The Fisher King

Occidental Graduate Terry Gilliam Serves Up a Royal Treat with The Fisher King
Originally published in The Occidental newspaper, September 27, 1991

[Full-disclosure: at the time, I thought Terry Gilliam had graduated from Occidental College, when, in actuality, he only attended but never graduated]

It looks like the eighties have finally caught up with us. Director an Oxy-grad Terry Gilliam’s The Fisher King is the latest in a line of recent philosophical films where characters purge themselves of their eighties ideas and delve into nineties values of selflessness and rediscovery.

Gilliam, whose past works include Monty Python films and the highly acclaimed Brazil, puts together a masterpiece of a film The Fisher King starring Jeff Bridges (Fabulous Baker Boys) and the improvisational genius Robin Williams (Awakenings, Dead Poets Society). Unlike the previous sin-redemption, soul-discovery films of the year, such as Regarding Henry, The Doctor and even Terminator 2, The Fisher King delivers its message with a punch, not a whimper.

The story revolves around New York City talk radio star Jack Lucas (played by Bridges), a Howard Stern-type character with an anger aimed at society. A self-proclaimed people-hater, Jack routinely indulges himself in long monologues on how to rid the world of “undesirables.” When one of Jack’s unstable listeners takes some of Jack’s off-hand advice to heart, tragedy results and Jack goes off the deep end, losing his self-esteem and lust for life.

Three years later, when he reaches rock-bottom, he stumbles across Parry, played by the effervescent Robin Williams. Parry is a street person whose life has been ruined by the same tragedy that Jack had provoked. What ensues is an alluring tale about love, friendship and the pursuit of happiness.

Gilliam is a fantasy-oriented director, with past credits such as Time Bandits and Adventures of Baron Munchausen, and although this film is based in reality, its mythical elements are what holds it together. Fantasy comes from Parry’s world—a world of dragons and knights, quests and maidens.

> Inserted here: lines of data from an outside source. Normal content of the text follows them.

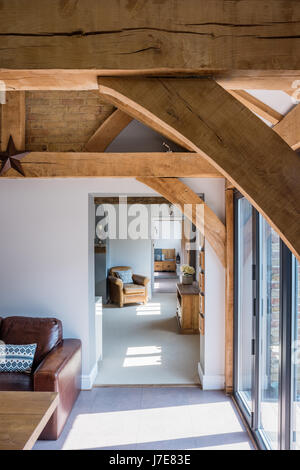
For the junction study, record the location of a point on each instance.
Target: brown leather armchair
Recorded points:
(127, 293)
(56, 366)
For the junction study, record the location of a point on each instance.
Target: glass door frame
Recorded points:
(286, 331)
(248, 414)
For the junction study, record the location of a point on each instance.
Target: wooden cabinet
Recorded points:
(165, 266)
(188, 308)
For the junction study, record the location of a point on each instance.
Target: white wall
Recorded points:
(212, 345)
(46, 252)
(47, 262)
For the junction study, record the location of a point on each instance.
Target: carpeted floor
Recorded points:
(143, 345)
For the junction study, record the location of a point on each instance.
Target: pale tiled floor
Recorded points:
(152, 418)
(142, 344)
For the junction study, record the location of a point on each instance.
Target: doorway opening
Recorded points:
(143, 342)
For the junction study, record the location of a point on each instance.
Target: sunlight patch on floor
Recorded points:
(135, 351)
(151, 308)
(142, 361)
(118, 428)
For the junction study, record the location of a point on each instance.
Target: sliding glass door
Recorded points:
(295, 349)
(269, 334)
(244, 266)
(266, 331)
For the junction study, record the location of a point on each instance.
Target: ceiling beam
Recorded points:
(82, 80)
(194, 35)
(228, 135)
(108, 131)
(130, 200)
(186, 200)
(257, 106)
(13, 120)
(119, 165)
(289, 128)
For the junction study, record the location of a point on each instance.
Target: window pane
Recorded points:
(295, 438)
(269, 351)
(245, 301)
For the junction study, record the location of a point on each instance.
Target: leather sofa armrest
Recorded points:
(115, 280)
(60, 372)
(141, 280)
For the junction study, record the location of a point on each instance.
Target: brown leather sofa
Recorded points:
(127, 293)
(56, 366)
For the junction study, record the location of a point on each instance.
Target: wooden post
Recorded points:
(229, 193)
(13, 120)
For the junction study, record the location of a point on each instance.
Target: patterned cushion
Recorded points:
(125, 276)
(133, 289)
(16, 358)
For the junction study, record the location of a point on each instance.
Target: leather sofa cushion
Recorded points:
(133, 289)
(46, 332)
(16, 382)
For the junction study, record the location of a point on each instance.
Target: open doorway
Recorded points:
(167, 252)
(142, 340)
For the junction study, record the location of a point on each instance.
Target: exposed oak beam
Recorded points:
(289, 128)
(13, 120)
(148, 200)
(72, 165)
(193, 35)
(54, 79)
(108, 131)
(232, 138)
(257, 106)
(183, 197)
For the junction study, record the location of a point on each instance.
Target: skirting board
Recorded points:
(87, 381)
(211, 382)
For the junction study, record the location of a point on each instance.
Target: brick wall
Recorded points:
(62, 121)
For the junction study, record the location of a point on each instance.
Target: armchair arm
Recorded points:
(60, 372)
(115, 280)
(141, 280)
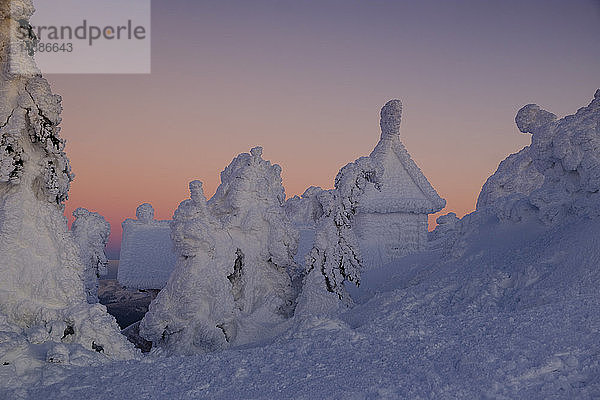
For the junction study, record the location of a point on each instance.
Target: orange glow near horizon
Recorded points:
(306, 80)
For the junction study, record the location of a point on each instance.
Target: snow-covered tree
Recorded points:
(336, 252)
(231, 283)
(90, 231)
(42, 295)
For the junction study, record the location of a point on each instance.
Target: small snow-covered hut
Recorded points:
(147, 254)
(392, 222)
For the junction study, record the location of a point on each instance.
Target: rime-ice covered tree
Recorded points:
(90, 231)
(335, 257)
(231, 283)
(42, 295)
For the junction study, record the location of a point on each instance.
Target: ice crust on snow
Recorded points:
(557, 176)
(231, 284)
(90, 231)
(147, 255)
(43, 301)
(503, 305)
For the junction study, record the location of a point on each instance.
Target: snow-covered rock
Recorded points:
(558, 176)
(43, 302)
(147, 255)
(90, 231)
(231, 284)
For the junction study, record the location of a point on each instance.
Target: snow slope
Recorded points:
(504, 305)
(515, 317)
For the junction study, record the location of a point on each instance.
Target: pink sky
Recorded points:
(306, 80)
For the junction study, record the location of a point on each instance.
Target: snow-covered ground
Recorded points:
(516, 316)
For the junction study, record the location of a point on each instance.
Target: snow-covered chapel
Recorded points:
(392, 221)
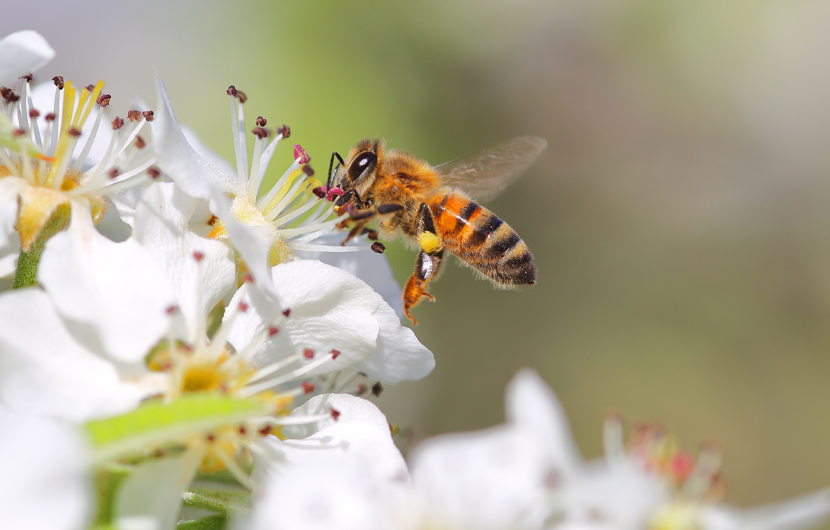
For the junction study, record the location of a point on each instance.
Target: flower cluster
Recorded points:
(169, 354)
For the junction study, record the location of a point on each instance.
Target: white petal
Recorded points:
(621, 497)
(399, 355)
(9, 190)
(206, 180)
(151, 497)
(340, 495)
(161, 227)
(116, 294)
(22, 53)
(531, 405)
(46, 481)
(360, 434)
(370, 267)
(44, 371)
(794, 514)
(330, 309)
(492, 479)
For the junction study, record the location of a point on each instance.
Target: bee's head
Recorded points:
(359, 169)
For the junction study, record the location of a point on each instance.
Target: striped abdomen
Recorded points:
(482, 240)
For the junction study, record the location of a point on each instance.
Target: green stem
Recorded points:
(27, 262)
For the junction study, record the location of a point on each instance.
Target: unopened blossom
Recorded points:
(45, 164)
(264, 227)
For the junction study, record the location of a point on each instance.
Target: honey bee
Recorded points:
(435, 208)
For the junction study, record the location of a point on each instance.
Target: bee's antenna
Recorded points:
(331, 164)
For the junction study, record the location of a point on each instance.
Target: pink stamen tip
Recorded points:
(300, 155)
(334, 192)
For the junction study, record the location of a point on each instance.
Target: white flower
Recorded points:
(21, 53)
(265, 229)
(44, 157)
(45, 482)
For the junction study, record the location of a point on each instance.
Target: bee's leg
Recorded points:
(358, 227)
(426, 267)
(427, 263)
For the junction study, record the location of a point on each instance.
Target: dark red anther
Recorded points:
(332, 193)
(265, 431)
(300, 155)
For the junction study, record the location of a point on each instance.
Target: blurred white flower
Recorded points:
(22, 53)
(49, 172)
(46, 480)
(265, 230)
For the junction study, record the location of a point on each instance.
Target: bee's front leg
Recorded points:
(427, 264)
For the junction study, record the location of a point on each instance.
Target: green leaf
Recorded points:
(156, 424)
(211, 522)
(218, 500)
(107, 480)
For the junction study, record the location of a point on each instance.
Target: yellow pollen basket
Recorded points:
(429, 242)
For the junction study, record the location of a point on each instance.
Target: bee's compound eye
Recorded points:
(361, 163)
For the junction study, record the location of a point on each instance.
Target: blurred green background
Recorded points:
(679, 218)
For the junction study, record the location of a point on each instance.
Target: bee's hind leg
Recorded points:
(427, 263)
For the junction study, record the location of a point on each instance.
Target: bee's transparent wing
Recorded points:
(485, 174)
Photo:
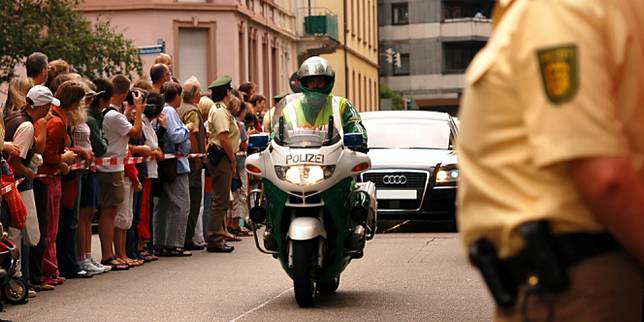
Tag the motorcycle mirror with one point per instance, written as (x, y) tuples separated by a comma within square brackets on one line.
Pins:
[(294, 83), (258, 142), (353, 141)]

This film takes us on a guided tour of what can happen to the human mind when unbelievable tragedy strikes. Parry lives in a catatonic state—a state which creates his fantastic dream world. From his ramblings about the search for the Holy Grail, which ihe is convinced sits in a Manhattan millionaire’s library, to his naked moonlit romps in Central Park, Parry is every bit the adorable eccentric.

When the cynical, selfish Jack meets the fantastic dreamer Parry, Jack’s life is affected irreveribly. Of course, Jack has selfish motives in the beginning. He wants to expiate his past sins by helping Parry, so he gives him money. But Parry, whose needs and cares transcend mere material goods, gives the money away, thereby forcing Jack to pursue altruism, the only path to redemption.

Jeff Bridges shows unusual strength in this film. I never gave him much credit as a screen presence, but he fits the bill here, playing the self-centered cynic powerfully. The supporting cast is also superb, with wondeful performances by Amanda Plummer as Parry’s love interest, Mercedes Ruehl as Jack’s girlfriend and a screen-stealing turn by television’s Evening Shade’s Michael Jeter.

A real Oscar contender here is Williams, an actor who transcends all boundaries. No toher actor could have brought together all the elements of humor, pathos and tragedy. His electrifying performance takes his character on a roller coaster ride through humor to tragedy and back again.

Beginning darkly but creeping up and down in intensity level, Gilliam’s direction manipulates the tone, which shifts subtly and constantly throughout the tale. And yet there is a shift that is so sudden and jolting that my stomach was queasy from the plunge into darkness just when things seemed to be wrapping up. It is a stunning shift in tone and is carried off with elegance by Williams.

This is not a movie about pity for the homeless—it is about the fantasy of life, the tragedies of life, and of surviving, no matter what it takes.

This film also has no labels. It’s not a buddy film, as it may seem. Yet at the same time it is neither a comedy nor a drama. It’s fantasy-riddled, but it’s also wholly realistic. It’s not a tender film, because it graphically portrays the seemy underbelly of life. Instead, The Fisher King is a self-styled piece of film-making with a life of its own.

The only drawbacks are the length (2 and a half hours) and the music. At times the loud, complex musical score dominates the subtle screen action, distracting us when it should enhance the mood.

Overall, the film is enormously powerful, and by far the best of the “redemption” movies I’ve seen. Robin Williams’ performance is his best. And there are images from this which will never leave me.

In the end, The Fisher King packs a punch and leaves an aftertaste.